We had no intention of getting a puppy. For one thing we're too old. For another, we're partial to older dogs who need and deserve a good home. And for another thing, we weren't ready.
Here's what happened: my daughter's brother-in-law posted a Facebook photo of Mattie and he left a comment, 'you might be interested.' I impulsively called the rescue group listing her and found myself talking to her foster mother. Mattie was being housed on Cape Cod, so it was easy for us to visit her foster home, watch her play with the three other dogs who lived there, and hear about how sweet she was. The die was cast: we decided on the spot to adopt her.
Except that Jess' brother-in-law didn't direct his comment to me in that Facebook post at all. He was nudging someone else to consider Mattie, not me! Which is another way of saying that Fate took the wheel and destiny delivered Mattie to our little family.
Her foster mother was right. She is a wonderful dog, smart, sweet, flexible, kind. At nine weeks old she was pretty much potty trained in a day, slept through the night, and even now is uncharacteristically patient for a puppy.
Mattie was rescued off the streets of the island of Aruba. She was was flown to the United States with about 40 other puppies before she ended up in our neck of the woods. Aruban street dogs are called Cunucus, a rare breed named after their homeland, the small Caribbean Island in the Dutch Antilles. The word "Canucu" means 'countryside' in the local language of Papiamento. These dogs are known to be athletic, courageous, loyal and intelligent. Mattie is all that. If they have any faults at all, they dig and bark. They are also agile and have amazing leaping ability. This is apparently an adaptation for lizard-chasing in prickly terrain, which may be a necessity in Aruba but not here in Provincetown. :^) Cunucus are pack dogs who live on the streets, forage for food from tourists and by their own means, and are targeted for rescue, especially the puppies, by a few wonderful animal welfare groups.

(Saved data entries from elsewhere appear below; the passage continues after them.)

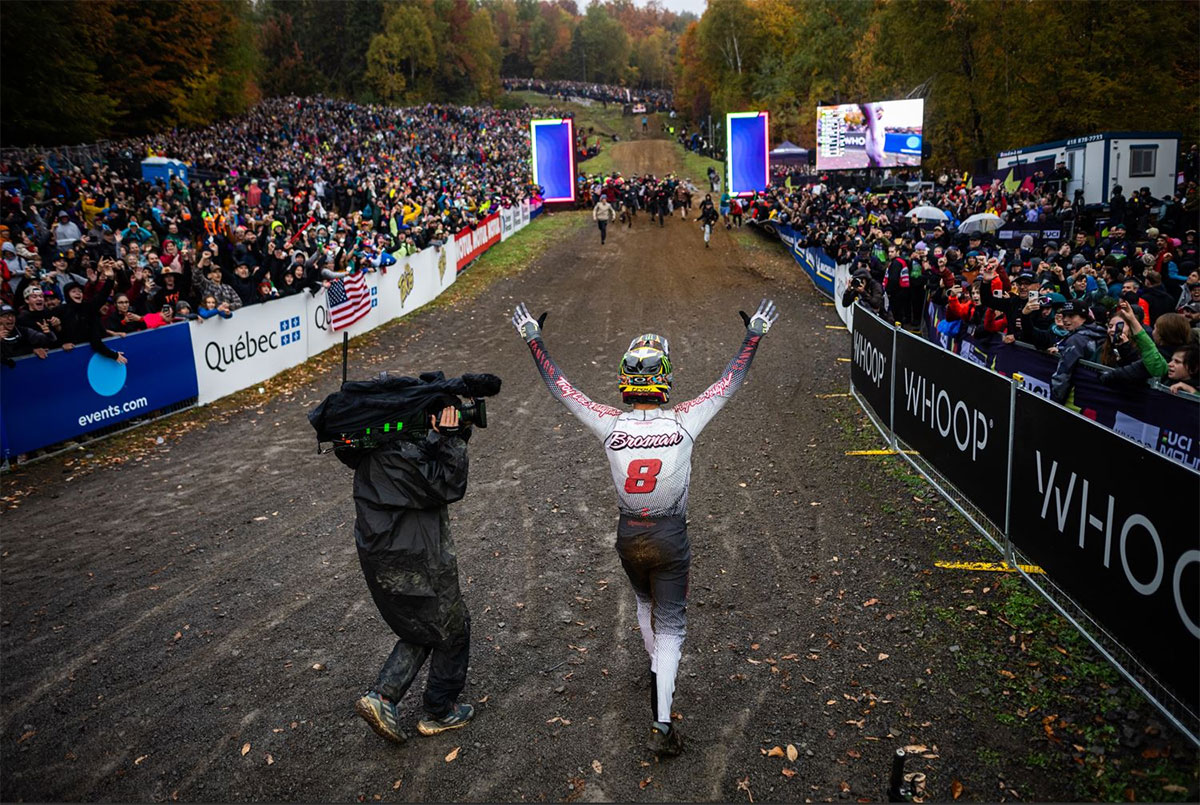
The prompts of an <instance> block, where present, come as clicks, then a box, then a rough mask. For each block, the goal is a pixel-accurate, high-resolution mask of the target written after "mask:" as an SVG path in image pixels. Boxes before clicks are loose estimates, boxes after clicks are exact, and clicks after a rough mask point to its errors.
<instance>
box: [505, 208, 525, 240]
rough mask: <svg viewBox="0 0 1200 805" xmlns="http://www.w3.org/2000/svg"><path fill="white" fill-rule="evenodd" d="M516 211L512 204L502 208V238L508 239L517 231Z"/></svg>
mask: <svg viewBox="0 0 1200 805" xmlns="http://www.w3.org/2000/svg"><path fill="white" fill-rule="evenodd" d="M515 212H516V211H515V209H514V208H511V206H504V208H500V240H508V239H509V238H511V236H512V233H514V232H516V218H517V217H520V216H518V215H514V214H515Z"/></svg>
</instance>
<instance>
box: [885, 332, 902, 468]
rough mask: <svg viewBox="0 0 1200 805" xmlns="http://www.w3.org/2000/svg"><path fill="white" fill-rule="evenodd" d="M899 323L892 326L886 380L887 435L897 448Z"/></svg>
mask: <svg viewBox="0 0 1200 805" xmlns="http://www.w3.org/2000/svg"><path fill="white" fill-rule="evenodd" d="M899 326H900V323H899V322H896V323H895V326H893V328H892V360H890V361H889V362H890V364H892V371H890V373H889V374H890V380H889V382H888V435H889V437H890V438H892V449H893V450H899V446H898V444H896V328H899Z"/></svg>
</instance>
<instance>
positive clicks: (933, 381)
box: [893, 330, 1012, 528]
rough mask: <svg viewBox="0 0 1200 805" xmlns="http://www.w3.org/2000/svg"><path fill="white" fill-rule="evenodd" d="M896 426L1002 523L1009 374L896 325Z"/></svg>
mask: <svg viewBox="0 0 1200 805" xmlns="http://www.w3.org/2000/svg"><path fill="white" fill-rule="evenodd" d="M894 360H895V373H896V388H895V409H894V416H895V422H894V423H893V428H894V429H895V434H896V435H898V437H899V438H900V439H901V440H904V441H905V443H907V444H908V445H911V446H913V447H916V449H917V450H918V451H919V452H920V455H922V456H923V457H924V458H925V461H928V462H929V463H930V464H932V465H934V467H935V468H936V469H937V471H938V473H941V474H942V475H943V476H946V477H947V479H953V481H954V486H955V487H958V488H959V491H960V492H962V494H964V495H966V498H967V499H968V500H970V501H971V503H973V504H974V505H976V506H978V507H979V510H980V511H982V512H983V513H985V515H986V516H988V518H989V519H991V522H992V523H995V524H997V525H998V527H1001V528H1003V525H1004V498H1006V495H1007V492H1008V489H1007V483H1006V473H1007V470H1008V419H1009V397H1010V394H1009V392H1010V391H1012V388H1010V386H1012V384H1010V382H1009V380H1008V378H1004V377H1001V376H1000V374H996V373H995V372H992V371H990V370H986V368H984V367H982V366H978V365H977V364H973V362H971V361H968V360H966V359H965V358H960V356H958V355H955V354H953V353H948V352H946V350H944V349H941V348H938V347H937V346H935V344H931V343H929V342H928V341H925V340H924V338H922V337H920V336H914V335H912V334H911V332H905V331H904V330H898V331H896V354H895V358H894Z"/></svg>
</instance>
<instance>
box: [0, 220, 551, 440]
mask: <svg viewBox="0 0 1200 805" xmlns="http://www.w3.org/2000/svg"><path fill="white" fill-rule="evenodd" d="M541 209H542V205H541V202H540V199H539V200H535V202H522V203H521V204H520V205H517V206H514V208H511V209H509V210H506V211H502V212H503V214H504V220H503V221H504V222H508V224H509V226H510V232H509V234H510V235H511V234H515V233H516V232H518V230H520V229H522V228H523V227H526V226H528V223H529V221H530V220H533V218H534V217H536V216H538V214H539V212H541ZM502 212H494V214H492V215H491V216H488V217H487V218H485V220H484V222H482V223H481V224H480V227H478V228H476V229H475V230H474V232H466V233H460V235H458V236H456V238H451V239H449V240H448V241H446V244H445V245H444V246H443V247H440V248H434V247H430V248H426V250H425V251H422V252H419V253H416V254H413V256H409V257H402V256H398V254H397V256H396V263H395V264H394V265H391V266H388V269H386V271H374V272H372V274H370V275H368V276H367V287H368V289H370V294H371V310H370V311H368V312H367V313H366V314H365V316H364V317H362V318H361V319H359V320H358V322H355V323H354V324H353V325H350V326H349V328H346V329H343V330H334V328H332V324H331V316H330V312H329V302H328V296H326V290H325V289H322V290H319V292H318V293H317V294H316V295H312V294H308V293H307V292H305V293H301V294H296V295H294V296H288V298H284V299H278V300H274V301H270V302H265V304H263V305H251V306H248V307H242V308H240V310H238V311H235V312H234V314H233V317H232V318H228V319H223V318H220V317H218V318H211V319H208V320H205V322H190V323H186V324H185V323H180V324H174V325H169V326H164V328H158V329H156V330H149V331H144V332H138V334H133V335H130V336H127V337H125V338H110V340H108V341H107V342H106V343H108V344H109V347H110V348H112V349H120V350H121V352H124V353H125V354H126V358H127V359H128V364H127V365H121V364H118V362H116V361H113V360H109V359H107V358H102V356H100V355H94V354H92V350H91V348H90V347H85V346H82V347H77V348H76V349H73V350H67V352H64V350H56V352H52V353H49V355H48V356H47V358H46V360H42V359H38V358H36V356H32V355H30V356H26V358H19V359H17V361H16V367H7V366H4V367H0V459H2V457H5V456H10V457H11V456H16V455H19V453H24V452H29V451H31V450H37V449H40V447H44V446H47V445H53V444H58V443H60V441H66V440H68V439H73V438H77V437H79V435H82V434H84V433H88V432H91V431H96V429H100V428H104V427H108V426H112V425H115V423H118V422H121V421H125V420H130V419H134V417H138V416H145V415H146V414H150V413H154V411H156V410H161V409H163V408H168V407H172V405H176V404H179V403H185V402H191V401H197V402H198V403H200V404H205V403H210V402H212V401H215V400H220V398H221V397H224V396H227V395H230V394H234V392H236V391H240V390H242V389H246V388H250V386H252V385H254V384H258V383H262V382H263V380H266V379H269V378H271V377H274V376H276V374H278V373H280V372H283V371H284V370H288V368H292V367H293V366H296V365H299V364H302V362H305V361H306V360H307V359H310V358H312V356H313V355H317V354H319V353H323V352H325V350H326V349H329V348H331V347H337V346H340V344H341V342H342V334H343V332H346V334H349V335H350V336H352V337H353V336H358V335H361V334H364V332H368V331H371V330H373V329H374V328H377V326H379V325H382V324H386V323H388V322H390V320H392V319H395V318H397V317H401V316H407V314H408V313H412V312H413V311H415V310H416V308H419V307H421V306H422V305H427V304H428V302H431V301H432V300H434V299H437V298H438V295H440V294H442V293H443V292H444V290H445V289H446V288H449V287H450V286H452V284H454V283H455V281H456V280H457V276H458V269H460V266H464V265H467V263H469V262H470V260H473V259H475V258H476V257H479V254H482V253H484V252H485V251H486V250H487V248H490V247H491V246H492V245H494V244H497V242H499V240H500V234H502V226H504V223H503V222H502ZM460 250H466V251H460Z"/></svg>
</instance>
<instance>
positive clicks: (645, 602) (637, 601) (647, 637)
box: [635, 593, 659, 673]
mask: <svg viewBox="0 0 1200 805" xmlns="http://www.w3.org/2000/svg"><path fill="white" fill-rule="evenodd" d="M635 595H636V596H637V627H638V629H641V630H642V644H644V645H646V653H647V654H648V655H649V657H650V673H655V672H656V671H658V669H659V668H658V666H656V665H655V662H654V621H653V619H652V618H653V615H652V607H653V602H652V601H650V596H648V595H642V594H641V593H635Z"/></svg>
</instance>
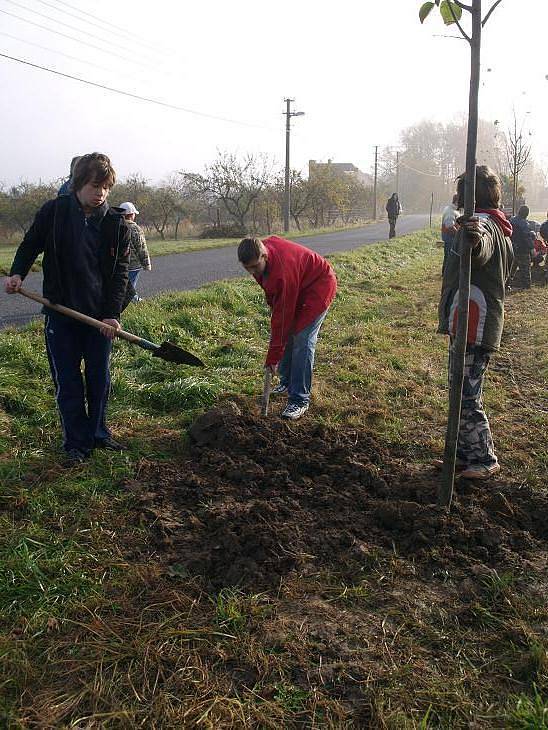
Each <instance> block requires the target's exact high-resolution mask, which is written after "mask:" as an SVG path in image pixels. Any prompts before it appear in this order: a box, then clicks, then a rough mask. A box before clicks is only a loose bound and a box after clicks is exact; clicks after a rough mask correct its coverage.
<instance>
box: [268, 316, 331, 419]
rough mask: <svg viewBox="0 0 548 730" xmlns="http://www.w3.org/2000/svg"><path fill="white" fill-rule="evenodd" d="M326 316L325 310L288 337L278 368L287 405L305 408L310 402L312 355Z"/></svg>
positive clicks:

It has been 2 years since we've had a dog and in those two years JB and I had the luxury of no responsibility for any one but ourselves. No longer. Now we're tethered to Mattie, but not because we feel responsible. It's simpler than that. Love has taken over. I'm amazed by how easily and completely that can happen. We care about her, we've all bonded. Because of my immobility this pup has learned all kinds of commands from me on the couch (sit, stay, leave it, bed, come, kiss, paw, no, yes, kiss kiss kiss) and all kinds of fun in the outer world from JB (daily dog wrestling at the local dog park, runs on the beach, walks on a leash.) She rides in the car with us, plays with our grand kids, welcomes and snuggles with our company and friends, and sleeps right next to me each night.
Dogs are special beings. When they're loved and with guidance, their loyalty and unconditional love can't be matched by us flawed humans. I hope once I'm back on my feet we'll head to our local animal shelter and bring home that 6-7 year old dog we first planned for. We're sure Mattie will like the companionship. Meanwhile, forgive me for saying she's a special dog, but I think she is. Most of all, she's kind--my favorite quality no matter what your species.